The photographic game is no different – indeed as it is largely regulated by unofficial associations there are numerous opportunities for rivals to clash. They rarely resort to fisticuffs but the level of verbal sniping would make Ypres in 1916 look like a vicarage picnic.
I encourage this, as it makes good copy. In my position as weblog columnist for my own studio, my old employers, and the Backstabbers Guild Of Australia I keep an open ear at any equipment demonstrations, award ceremonies, and club meetings that I attend. After the second glass of red wine some photographers become quite talkative. I imagine they would be a lot of fun in a tequila bar…
What do they hate on each other about?
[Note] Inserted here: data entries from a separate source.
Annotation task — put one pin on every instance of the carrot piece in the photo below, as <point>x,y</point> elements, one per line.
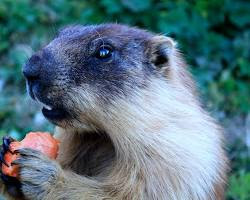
<point>40,141</point>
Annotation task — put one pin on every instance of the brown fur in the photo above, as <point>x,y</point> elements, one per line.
<point>148,139</point>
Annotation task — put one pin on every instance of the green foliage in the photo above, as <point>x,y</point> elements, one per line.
<point>214,36</point>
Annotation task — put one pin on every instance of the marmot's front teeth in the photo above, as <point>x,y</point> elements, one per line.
<point>47,107</point>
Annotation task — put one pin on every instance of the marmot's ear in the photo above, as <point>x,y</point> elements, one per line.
<point>160,49</point>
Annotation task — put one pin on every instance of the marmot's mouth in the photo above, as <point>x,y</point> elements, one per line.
<point>54,114</point>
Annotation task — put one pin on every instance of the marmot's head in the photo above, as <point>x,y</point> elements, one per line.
<point>89,66</point>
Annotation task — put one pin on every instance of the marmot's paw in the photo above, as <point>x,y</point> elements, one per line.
<point>12,184</point>
<point>38,173</point>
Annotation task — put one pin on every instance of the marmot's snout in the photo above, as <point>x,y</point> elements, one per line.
<point>40,74</point>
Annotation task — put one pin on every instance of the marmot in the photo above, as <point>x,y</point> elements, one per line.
<point>128,117</point>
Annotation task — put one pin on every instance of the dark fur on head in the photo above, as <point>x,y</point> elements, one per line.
<point>70,63</point>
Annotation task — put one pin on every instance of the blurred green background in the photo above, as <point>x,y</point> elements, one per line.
<point>213,35</point>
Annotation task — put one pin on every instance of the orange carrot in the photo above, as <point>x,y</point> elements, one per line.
<point>40,141</point>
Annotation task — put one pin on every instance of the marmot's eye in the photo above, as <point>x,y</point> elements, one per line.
<point>104,52</point>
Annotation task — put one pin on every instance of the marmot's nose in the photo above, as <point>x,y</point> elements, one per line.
<point>31,69</point>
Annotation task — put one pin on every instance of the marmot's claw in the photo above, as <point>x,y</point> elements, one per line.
<point>6,143</point>
<point>5,147</point>
<point>13,185</point>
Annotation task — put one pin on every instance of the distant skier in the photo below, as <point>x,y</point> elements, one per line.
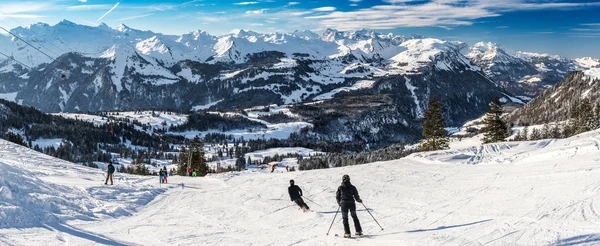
<point>345,195</point>
<point>110,169</point>
<point>296,196</point>
<point>160,174</point>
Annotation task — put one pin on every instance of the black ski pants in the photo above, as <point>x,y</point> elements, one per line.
<point>351,206</point>
<point>301,203</point>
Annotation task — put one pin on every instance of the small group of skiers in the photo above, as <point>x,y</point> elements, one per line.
<point>191,172</point>
<point>110,170</point>
<point>346,195</point>
<point>163,175</point>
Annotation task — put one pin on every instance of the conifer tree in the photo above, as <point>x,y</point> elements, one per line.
<point>436,137</point>
<point>494,129</point>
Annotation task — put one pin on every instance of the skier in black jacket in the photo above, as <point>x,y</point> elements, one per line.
<point>296,196</point>
<point>345,195</point>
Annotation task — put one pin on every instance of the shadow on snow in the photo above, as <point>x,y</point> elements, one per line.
<point>84,234</point>
<point>449,227</point>
<point>588,239</point>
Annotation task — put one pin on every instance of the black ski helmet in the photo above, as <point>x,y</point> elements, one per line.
<point>345,178</point>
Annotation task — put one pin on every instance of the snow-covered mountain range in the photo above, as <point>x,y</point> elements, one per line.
<point>364,78</point>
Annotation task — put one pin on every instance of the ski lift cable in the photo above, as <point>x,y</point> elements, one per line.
<point>12,58</point>
<point>19,38</point>
<point>35,34</point>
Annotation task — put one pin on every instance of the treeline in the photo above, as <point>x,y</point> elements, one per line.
<point>340,159</point>
<point>204,121</point>
<point>82,140</point>
<point>584,117</point>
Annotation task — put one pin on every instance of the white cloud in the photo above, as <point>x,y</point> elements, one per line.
<point>325,9</point>
<point>89,7</point>
<point>22,16</point>
<point>24,7</point>
<point>108,12</point>
<point>135,17</point>
<point>433,13</point>
<point>256,12</point>
<point>245,3</point>
<point>300,13</point>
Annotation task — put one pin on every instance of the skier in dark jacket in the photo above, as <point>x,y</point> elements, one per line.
<point>161,176</point>
<point>296,196</point>
<point>346,195</point>
<point>110,169</point>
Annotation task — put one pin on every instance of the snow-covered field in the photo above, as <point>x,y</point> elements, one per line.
<point>261,154</point>
<point>156,119</point>
<point>519,193</point>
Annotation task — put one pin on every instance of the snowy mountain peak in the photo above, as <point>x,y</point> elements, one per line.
<point>153,44</point>
<point>588,62</point>
<point>531,55</point>
<point>491,53</point>
<point>306,34</point>
<point>241,33</point>
<point>66,22</point>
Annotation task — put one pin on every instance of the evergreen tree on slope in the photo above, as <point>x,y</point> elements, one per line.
<point>436,137</point>
<point>495,128</point>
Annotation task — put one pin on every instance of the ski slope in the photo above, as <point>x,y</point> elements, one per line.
<point>519,193</point>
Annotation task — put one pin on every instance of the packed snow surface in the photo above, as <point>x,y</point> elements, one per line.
<point>517,193</point>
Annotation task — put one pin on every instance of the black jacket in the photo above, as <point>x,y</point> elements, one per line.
<point>347,193</point>
<point>295,192</point>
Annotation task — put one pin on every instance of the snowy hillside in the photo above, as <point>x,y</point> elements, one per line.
<point>518,193</point>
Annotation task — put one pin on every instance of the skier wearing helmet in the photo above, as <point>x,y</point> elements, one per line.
<point>346,195</point>
<point>296,196</point>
Mostly awards and contracts. Clients with money are not as thick on the ground as once they were. and those who have them jealously guard that possession. Their rivals do as much as can be done decently to prise the studio fingers from around the client’s wallet and to substitute their own. I have heard photographers disparaged as too arty, not arty enough, and artless entirely. Substitute the word competent, businesslike, or honest for the word art and you can go round the room on another glass of red.
I must confess to professional jealousy when I see perfect portraits of people whom I have also photographed – and who have been treated far better by the other photographer. The most effective way I have found to address this is to steal the image, change the watermark, and insist that it is my own. And then bill the client immediately.
You’d be surprised how many pay up before the truth dawns on them.